Jun 5, 2018 - Energy & Environment

The climate stakes of Trump's power move

Photo: Jeffrey Greenberg/UIG via Getty Images

The emerging White House plan to throw an economic lifeline to struggling coal-fired and nuclear power plants would likely thwart progress on cutting greenhouse gas emissions, even though nuclear generation is the largest U.S. source of zero-carbon power, some analysts tell Axios.

Why it matters: This underscores how climate advocates increasingly fearful of a wave of nuclear plant closures — a topic we recently explored here and here — are still without policy allies in the White House despite the Trump administration's support for the fuel.

The basic reason: More coal-fired plants face shutdowns in the coming years than nuclear plants absent strong federal intervention.

"I think more coal is likely to be at risk of shutdown from poor economics than nuclear, so the impact of subsidizing uneconomic plants would be even worse from a climate standpoint."
— Jason Bordoff, head of Columbia University's Center on Global Energy Policy, in an email

To be sure: Uncertainties abound, such as what White House policy will ultimately look like and the lost mix of natural gas, renewables and other resources that would have replaced coal and nuclear plants set to be kept afloat.

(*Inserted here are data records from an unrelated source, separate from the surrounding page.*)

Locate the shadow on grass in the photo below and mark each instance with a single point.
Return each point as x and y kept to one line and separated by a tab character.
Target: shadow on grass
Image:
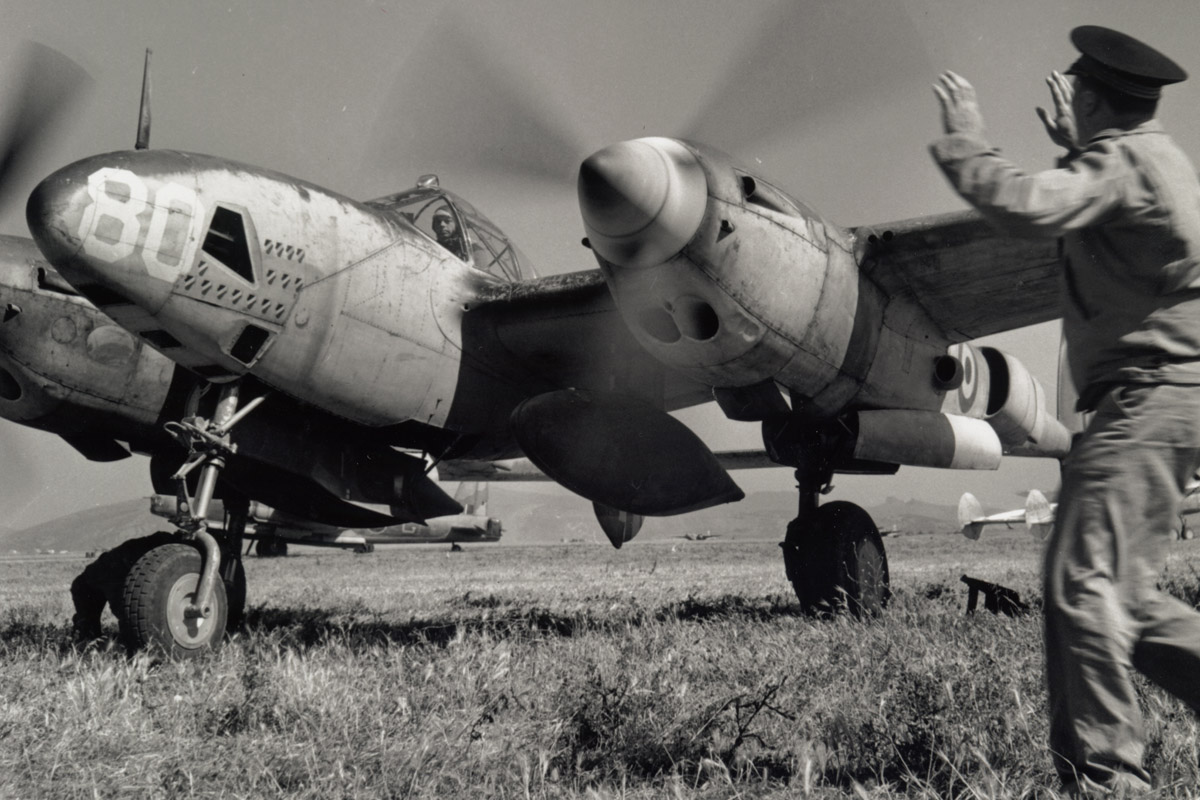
496	618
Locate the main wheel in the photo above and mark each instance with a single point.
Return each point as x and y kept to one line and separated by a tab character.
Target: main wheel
157	593
838	561
270	547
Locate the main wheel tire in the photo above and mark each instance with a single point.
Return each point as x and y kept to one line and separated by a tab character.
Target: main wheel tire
838	561
270	547
157	593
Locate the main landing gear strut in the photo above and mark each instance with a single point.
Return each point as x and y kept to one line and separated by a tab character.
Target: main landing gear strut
181	596
833	553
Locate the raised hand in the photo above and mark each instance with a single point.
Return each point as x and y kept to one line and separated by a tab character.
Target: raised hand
1061	128
960	109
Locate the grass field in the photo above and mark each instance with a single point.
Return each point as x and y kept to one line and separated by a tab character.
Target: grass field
678	671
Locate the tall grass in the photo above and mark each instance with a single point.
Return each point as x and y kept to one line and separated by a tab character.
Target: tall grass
559	672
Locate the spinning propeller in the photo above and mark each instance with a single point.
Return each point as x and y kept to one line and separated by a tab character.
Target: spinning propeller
45	85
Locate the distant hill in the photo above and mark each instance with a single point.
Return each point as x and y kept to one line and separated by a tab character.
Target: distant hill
96	528
528	517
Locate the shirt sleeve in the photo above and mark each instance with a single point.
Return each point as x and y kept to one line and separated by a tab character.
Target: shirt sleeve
1087	191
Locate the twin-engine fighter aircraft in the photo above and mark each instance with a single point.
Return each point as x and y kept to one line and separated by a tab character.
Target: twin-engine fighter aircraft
336	337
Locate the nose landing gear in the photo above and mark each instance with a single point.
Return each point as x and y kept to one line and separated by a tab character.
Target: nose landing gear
181	596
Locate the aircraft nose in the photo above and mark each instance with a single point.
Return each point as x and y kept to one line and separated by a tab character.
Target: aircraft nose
54	212
642	200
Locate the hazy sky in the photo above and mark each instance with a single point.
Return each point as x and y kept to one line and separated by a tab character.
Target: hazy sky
829	100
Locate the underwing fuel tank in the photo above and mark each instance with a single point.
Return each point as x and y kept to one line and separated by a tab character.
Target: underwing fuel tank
727	280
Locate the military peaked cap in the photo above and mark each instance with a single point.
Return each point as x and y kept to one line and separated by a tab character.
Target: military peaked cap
1122	62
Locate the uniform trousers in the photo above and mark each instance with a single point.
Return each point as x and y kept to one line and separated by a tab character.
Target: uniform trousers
1122	486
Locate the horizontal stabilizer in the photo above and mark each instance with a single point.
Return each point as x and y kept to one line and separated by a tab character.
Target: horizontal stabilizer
618	525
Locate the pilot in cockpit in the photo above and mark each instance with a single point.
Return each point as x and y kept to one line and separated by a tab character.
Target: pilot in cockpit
445	230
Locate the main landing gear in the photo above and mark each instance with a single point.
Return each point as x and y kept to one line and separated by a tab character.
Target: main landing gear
181	596
833	553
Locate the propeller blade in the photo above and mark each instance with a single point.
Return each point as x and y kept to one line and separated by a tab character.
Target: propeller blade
456	107
143	140
807	60
46	84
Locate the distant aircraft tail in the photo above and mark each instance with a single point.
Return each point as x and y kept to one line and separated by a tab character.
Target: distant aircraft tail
1068	395
473	497
970	516
1038	515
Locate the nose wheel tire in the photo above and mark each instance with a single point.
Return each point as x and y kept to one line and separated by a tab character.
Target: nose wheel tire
835	561
157	595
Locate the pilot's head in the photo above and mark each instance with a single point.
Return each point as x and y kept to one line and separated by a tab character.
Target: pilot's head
444	227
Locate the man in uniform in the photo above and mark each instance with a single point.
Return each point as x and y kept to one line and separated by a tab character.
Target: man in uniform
1126	202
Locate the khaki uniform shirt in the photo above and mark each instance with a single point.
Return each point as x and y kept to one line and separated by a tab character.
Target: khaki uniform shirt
1128	211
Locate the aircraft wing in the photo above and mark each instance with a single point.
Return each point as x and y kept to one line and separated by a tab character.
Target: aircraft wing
522	469
564	331
971	278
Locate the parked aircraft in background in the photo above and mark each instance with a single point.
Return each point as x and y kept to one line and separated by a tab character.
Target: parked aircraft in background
1038	515
271	530
329	349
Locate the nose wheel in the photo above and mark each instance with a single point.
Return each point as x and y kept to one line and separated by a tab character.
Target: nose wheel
160	603
180	596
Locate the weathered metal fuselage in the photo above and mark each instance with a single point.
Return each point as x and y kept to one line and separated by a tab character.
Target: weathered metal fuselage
232	270
67	368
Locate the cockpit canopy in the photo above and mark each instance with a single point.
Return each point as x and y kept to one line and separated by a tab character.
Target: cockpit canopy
459	227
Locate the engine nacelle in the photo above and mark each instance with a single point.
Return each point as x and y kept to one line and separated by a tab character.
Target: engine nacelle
1000	389
927	439
733	283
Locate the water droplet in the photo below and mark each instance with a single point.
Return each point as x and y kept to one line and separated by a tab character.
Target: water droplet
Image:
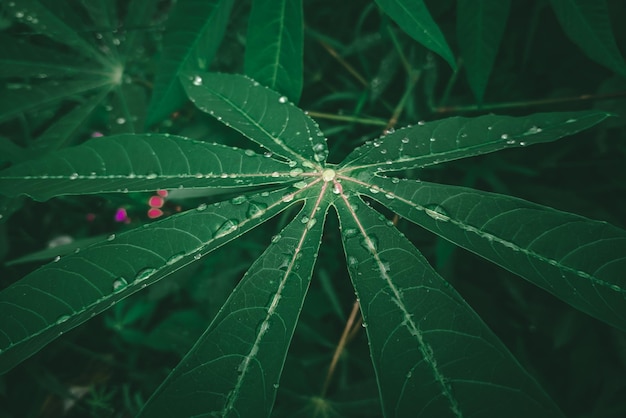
256	209
175	259
238	200
226	228
437	212
119	284
144	274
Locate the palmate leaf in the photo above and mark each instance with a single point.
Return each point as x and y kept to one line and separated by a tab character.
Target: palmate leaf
432	354
134	163
71	290
580	261
429	143
274	46
194	32
480	26
261	114
240	357
414	19
587	24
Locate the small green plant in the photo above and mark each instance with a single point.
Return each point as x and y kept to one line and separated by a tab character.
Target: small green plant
432	355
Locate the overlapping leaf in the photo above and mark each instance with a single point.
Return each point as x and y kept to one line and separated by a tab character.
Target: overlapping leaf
579	260
413	17
429	143
126	163
72	289
259	113
194	32
239	358
587	24
480	26
432	354
274	46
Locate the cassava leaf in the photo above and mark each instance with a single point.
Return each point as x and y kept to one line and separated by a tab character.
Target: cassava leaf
414	19
416	326
125	163
234	368
71	290
194	32
580	261
587	24
259	113
274	46
480	26
429	143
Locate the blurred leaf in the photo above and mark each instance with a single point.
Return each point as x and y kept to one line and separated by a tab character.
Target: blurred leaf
416	325
414	19
587	24
274	46
194	32
480	26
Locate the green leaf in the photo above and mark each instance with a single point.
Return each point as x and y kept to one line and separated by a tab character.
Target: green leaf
430	143
71	290
432	354
134	163
480	26
274	46
587	24
234	368
580	261
260	114
414	19
18	98
194	32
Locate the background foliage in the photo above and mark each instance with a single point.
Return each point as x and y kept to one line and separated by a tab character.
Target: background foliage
364	71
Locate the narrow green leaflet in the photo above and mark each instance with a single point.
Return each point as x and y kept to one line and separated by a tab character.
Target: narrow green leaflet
429	143
432	354
480	26
18	98
415	19
133	163
274	46
71	290
260	114
194	32
587	24
579	260
234	368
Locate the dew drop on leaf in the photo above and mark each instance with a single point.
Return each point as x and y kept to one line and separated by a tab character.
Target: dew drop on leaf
437	212
119	284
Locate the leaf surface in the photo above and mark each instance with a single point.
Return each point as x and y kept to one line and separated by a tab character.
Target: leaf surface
432	354
125	163
260	114
234	369
71	290
194	32
587	24
274	46
429	143
580	261
480	26
415	19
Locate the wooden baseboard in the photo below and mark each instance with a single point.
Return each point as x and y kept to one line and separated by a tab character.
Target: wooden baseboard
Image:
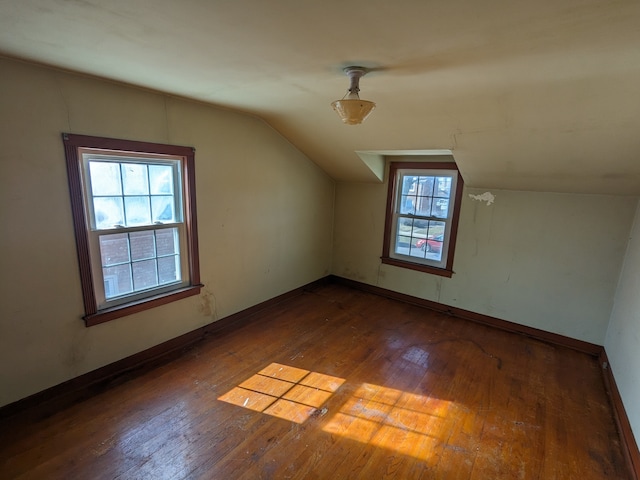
629	444
63	395
554	338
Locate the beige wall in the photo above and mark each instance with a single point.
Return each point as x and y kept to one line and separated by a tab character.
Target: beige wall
265	216
623	336
549	261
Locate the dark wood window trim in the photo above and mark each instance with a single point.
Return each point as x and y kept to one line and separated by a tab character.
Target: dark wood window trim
72	144
447	271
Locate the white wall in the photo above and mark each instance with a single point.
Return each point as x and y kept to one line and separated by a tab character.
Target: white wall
623	337
546	260
265	215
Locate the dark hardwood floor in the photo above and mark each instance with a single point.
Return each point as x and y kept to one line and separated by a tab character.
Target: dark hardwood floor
333	384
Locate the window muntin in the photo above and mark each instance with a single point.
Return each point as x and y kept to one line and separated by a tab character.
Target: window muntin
422	212
136	230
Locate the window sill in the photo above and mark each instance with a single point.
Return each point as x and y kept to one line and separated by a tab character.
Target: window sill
112	313
418	267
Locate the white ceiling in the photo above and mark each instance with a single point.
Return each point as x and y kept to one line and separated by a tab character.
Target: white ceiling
537	95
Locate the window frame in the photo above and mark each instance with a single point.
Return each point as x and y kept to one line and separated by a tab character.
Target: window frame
392	196
74	146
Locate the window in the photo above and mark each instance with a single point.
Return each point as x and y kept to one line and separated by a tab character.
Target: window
423	206
134	212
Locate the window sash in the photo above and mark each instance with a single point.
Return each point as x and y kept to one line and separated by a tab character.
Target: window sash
136	294
394	214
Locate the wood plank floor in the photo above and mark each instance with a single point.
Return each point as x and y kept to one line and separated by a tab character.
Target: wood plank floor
336	384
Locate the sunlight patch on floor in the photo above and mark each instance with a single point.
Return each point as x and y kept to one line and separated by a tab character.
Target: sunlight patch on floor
407	423
283	391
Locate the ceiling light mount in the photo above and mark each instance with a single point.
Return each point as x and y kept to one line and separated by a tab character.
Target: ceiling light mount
351	109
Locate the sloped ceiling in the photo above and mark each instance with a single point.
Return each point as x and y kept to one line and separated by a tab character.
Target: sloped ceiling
541	95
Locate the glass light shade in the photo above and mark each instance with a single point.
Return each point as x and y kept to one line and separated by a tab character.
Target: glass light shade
353	111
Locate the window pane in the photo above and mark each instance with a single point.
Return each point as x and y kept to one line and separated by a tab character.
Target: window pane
425	186
105	178
117	280
138	211
161	178
162	209
142	245
167	241
114	249
436	228
408	185
408	204
443	187
424	206
169	269
108	212
134	179
440	207
145	274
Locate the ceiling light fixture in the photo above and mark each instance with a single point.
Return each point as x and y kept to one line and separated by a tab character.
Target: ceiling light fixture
351	108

One possible future: Council on Foreign Relations energy expert Varun Sivaram was kind enough to do some back-of-the-envelope modeling.

  • He looked at the effect of freezing coal and nuclear generation at their 2017 levels, rather than allowing both to drop in accordance with the most recent Energy Information Administration long-term forecast.
  • "This results in more production from coal and nuclear; the additional coal electricity generated in 2025 is about 24% more than the additional nuclear electricity generated in 2025," Sivaram said in an email.
  • That would be enough to hinder the power sector's ongoing emissions reductions — he finds that the Trump administration's actions would result in between 0% to 5% higher emissions in 2025 relative to 2017, depending on how much gas versus renewables are displaced.
  • The big picture: "That's bad because we actually need to substantially decrease power sector emissions by 2025 in order to meet our Paris commitment," Sivaram said.

One level deeper: Two analysts with Resources For the Future (RFF), a nonpartisan think tank, say their modeling shows that preventing a "typical, unprofitable" one-gigawatt coal plant from closing causes 2.9 million tons of CO2 emissions per year.

  • Their short note over the weekend also says that preventing a money-losing one-gigawatt nuclear plant from closing reduces CO2 emissions by 3.5 million tons annually.

But, but, but: The RFF note points out that over the last four years, coal plants have been retiring at a rate of roughly eight gigawatts annually, while nuclear capacity retirements have been about one gigawatt annually for the last five years.

Going forward: The amount of power from a given source slated to go offline in the years ahead is a moving target — and a number of states are acting on their own to preserve their nuclear plants, most recently New Jersey.

  • That said, EIA's Electric Power Monthly includes a database of planned power station retirements.
  • And the consultancy ClearView Energy Partners, in a recent note which did not explore the carbon topic, projects that roughly 23 gigawatts of coal-fired capacity might be retired between now and mid-2027. That's substantially more than the amount of at-risk nuclear capacity.